When Wiley said he wouldn’t want to know that he had CTE even if he did, it was reminiscent of a Scrubs episode, of all things. In it, a man learns his mother has Huntington’s disease, and because of the way that disease is inherited, there’s a 50 percent chance he has it too. He has the option to get tested and find out… but turns it down. While statistically were sure theres much less of a chance Wiley has CTE, the principle is the same: he doesn’t want to now if he can help it.

Of course Wiley and others who knew Seau were devastated by his death, but the clip above highlighted something else: hos suicide scared them, too, because it’s easy to imagine themselves being in the same situation.

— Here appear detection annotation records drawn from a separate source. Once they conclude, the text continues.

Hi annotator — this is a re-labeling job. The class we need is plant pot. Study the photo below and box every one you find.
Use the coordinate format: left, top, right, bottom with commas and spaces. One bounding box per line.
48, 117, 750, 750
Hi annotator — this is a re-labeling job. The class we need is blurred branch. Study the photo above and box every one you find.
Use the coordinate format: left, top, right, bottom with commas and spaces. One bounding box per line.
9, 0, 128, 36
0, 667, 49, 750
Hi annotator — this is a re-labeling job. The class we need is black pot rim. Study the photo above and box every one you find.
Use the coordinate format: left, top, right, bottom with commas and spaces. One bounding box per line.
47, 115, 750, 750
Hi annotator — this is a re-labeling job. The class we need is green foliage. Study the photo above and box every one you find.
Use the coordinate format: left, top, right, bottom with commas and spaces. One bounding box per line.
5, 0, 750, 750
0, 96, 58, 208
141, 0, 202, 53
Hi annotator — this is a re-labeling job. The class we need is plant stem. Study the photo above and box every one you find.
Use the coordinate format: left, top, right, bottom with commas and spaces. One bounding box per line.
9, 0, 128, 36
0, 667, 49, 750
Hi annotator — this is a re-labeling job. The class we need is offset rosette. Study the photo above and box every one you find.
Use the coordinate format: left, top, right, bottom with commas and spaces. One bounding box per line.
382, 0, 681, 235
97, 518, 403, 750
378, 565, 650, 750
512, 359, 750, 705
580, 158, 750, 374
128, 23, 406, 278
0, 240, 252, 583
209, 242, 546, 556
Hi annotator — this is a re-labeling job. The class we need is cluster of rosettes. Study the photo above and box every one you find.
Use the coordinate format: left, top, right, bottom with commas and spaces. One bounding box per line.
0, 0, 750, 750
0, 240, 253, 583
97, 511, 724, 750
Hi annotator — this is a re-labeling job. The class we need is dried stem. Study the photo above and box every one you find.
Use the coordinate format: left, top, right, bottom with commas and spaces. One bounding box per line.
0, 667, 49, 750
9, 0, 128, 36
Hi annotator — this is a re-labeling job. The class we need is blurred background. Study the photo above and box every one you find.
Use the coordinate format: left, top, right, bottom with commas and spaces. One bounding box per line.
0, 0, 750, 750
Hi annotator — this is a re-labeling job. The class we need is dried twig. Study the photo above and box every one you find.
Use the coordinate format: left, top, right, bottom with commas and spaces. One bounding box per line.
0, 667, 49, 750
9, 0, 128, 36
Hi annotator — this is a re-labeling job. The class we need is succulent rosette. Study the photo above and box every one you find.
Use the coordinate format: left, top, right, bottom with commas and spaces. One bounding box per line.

Football players know they’re in a dangerous game, but it’s easy to put that aside when you’re preoccupied with keeping your spot in the league. But it’s not easy to put aside when you see so many people like you with ruined brains. We wondered earlier today how many more Seaus there will be before fans stop being able to stomach the violence of the game. But maybe the bigger question is: how much longer can the players live with what they’re doing to themselves?